Effects of phosphorylation, calcium ion, and tropomyosin on actin-activated adenosine 5'-triphosphatase activity of mammalian smooth muscle myosin.

Abstract

Actomyosin isolated from bovine stomach muscle contains the endogenous light-chain kinase and phosphatase. Myosin can be separated from other proteins by gel filtration on a Sepharose 4B--agarose column. The amount of phosphate covalently bound to the 20 000-dalton light chains of purified myosin can be controlled by phosphorylation or dephosphorylation using the endogenous enzymes prior to column purification. The purified myosin can serve as a substrate for exogenously added light-chain kinase and phosphatase, but the myosin itself is free of the activities for both enzymes. The adenosine 5'-triphosphatase (ATPase) activity of myosin was activated by rabbit skeletal muscle actin only when the 20 000-dalton light chain was phosphorylated.
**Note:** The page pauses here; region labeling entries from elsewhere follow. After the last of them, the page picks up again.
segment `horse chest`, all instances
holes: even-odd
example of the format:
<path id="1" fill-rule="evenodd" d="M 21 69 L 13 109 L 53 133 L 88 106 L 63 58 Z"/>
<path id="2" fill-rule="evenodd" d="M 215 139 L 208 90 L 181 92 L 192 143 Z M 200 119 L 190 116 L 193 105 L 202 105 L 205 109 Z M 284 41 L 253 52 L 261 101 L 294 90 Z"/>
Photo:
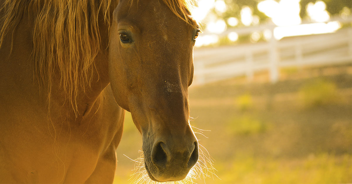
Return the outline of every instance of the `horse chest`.
<path id="1" fill-rule="evenodd" d="M 0 178 L 8 179 L 2 183 L 85 182 L 107 148 L 116 149 L 122 133 L 124 110 L 108 90 L 101 95 L 80 123 L 60 121 L 55 115 L 47 121 L 39 113 L 44 111 L 10 114 L 11 123 L 1 126 L 0 173 L 7 176 Z"/>

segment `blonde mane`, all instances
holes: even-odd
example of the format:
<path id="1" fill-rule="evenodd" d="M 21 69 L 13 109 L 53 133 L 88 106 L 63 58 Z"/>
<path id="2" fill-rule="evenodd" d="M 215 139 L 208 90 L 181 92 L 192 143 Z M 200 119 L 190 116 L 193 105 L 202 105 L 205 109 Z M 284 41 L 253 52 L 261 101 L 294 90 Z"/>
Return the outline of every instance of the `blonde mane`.
<path id="1" fill-rule="evenodd" d="M 32 59 L 34 77 L 47 86 L 50 100 L 54 74 L 76 112 L 78 89 L 85 91 L 102 49 L 98 23 L 110 23 L 112 0 L 5 0 L 0 9 L 0 47 L 8 32 L 13 33 L 25 14 L 33 21 Z M 193 0 L 162 0 L 179 18 L 187 15 Z M 113 8 L 114 7 L 113 7 Z M 12 47 L 12 45 L 11 45 Z M 56 71 L 57 70 L 58 71 Z M 77 115 L 77 114 L 76 114 Z"/>

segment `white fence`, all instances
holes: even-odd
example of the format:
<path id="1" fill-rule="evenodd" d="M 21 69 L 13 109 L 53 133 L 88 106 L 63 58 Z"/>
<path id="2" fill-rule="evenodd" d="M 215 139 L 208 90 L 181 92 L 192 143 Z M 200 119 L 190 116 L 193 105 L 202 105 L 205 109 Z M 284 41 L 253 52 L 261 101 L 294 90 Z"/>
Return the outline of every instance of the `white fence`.
<path id="1" fill-rule="evenodd" d="M 259 26 L 238 30 L 245 34 L 267 27 Z M 194 85 L 243 75 L 250 80 L 255 72 L 264 70 L 269 71 L 274 83 L 278 80 L 281 68 L 352 62 L 352 28 L 278 41 L 273 38 L 266 42 L 196 48 L 194 56 Z"/>

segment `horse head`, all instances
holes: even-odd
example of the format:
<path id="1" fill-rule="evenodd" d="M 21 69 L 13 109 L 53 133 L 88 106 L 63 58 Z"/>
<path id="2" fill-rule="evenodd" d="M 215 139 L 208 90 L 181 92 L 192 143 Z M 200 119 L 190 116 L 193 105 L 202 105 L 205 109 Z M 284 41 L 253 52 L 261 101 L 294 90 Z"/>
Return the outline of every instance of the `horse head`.
<path id="1" fill-rule="evenodd" d="M 182 2 L 121 0 L 111 27 L 114 97 L 142 134 L 145 168 L 156 181 L 183 179 L 199 157 L 188 88 L 199 30 Z"/>

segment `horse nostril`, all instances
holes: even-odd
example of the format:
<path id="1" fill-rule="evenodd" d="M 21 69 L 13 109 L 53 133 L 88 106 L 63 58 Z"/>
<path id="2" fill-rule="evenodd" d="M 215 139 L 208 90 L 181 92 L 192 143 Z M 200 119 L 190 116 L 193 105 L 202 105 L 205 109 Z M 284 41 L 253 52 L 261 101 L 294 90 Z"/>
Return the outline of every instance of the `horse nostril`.
<path id="1" fill-rule="evenodd" d="M 164 168 L 167 161 L 167 156 L 163 148 L 163 142 L 160 142 L 154 146 L 152 151 L 152 162 L 159 168 Z"/>
<path id="2" fill-rule="evenodd" d="M 194 142 L 194 149 L 193 150 L 192 154 L 191 154 L 191 157 L 189 158 L 188 163 L 187 164 L 187 167 L 189 169 L 190 169 L 193 167 L 197 161 L 198 161 L 198 157 L 199 157 L 199 153 L 198 152 L 198 143 Z"/>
The level of activation correlated with the amount of phosphate bound to the light chain. The maximum activation by pure actin was observed when the molar ratio of myosin to actin was 1:20. The activation was dependent on the amount of phosphate bound to the myosin light chain at all levels of actin concentrations. The actin-activated ATPase activity of stomach muscle myosin is not dependent on Ca2+ concentration once the myosin is phosphorylated and is free of kinase and phosphatase activity. The actin-activated ATPase activity was higher when the actin was complexed with tropomyosin. The highest level of activation was obtained when the myosin was fully phosphorylated and the actin was complexed with tropomyosin at a molar ratio of 1:6 (Tm/A). The potentiation of actin-activated ATP hydrolysis by tropomyosin is not dependent on Ca2+. These data indicate that tropomyosin plays a major role in the actin-activated ATP hydrolysis by smooth muscle myosin in the absence of other regulatory proteins.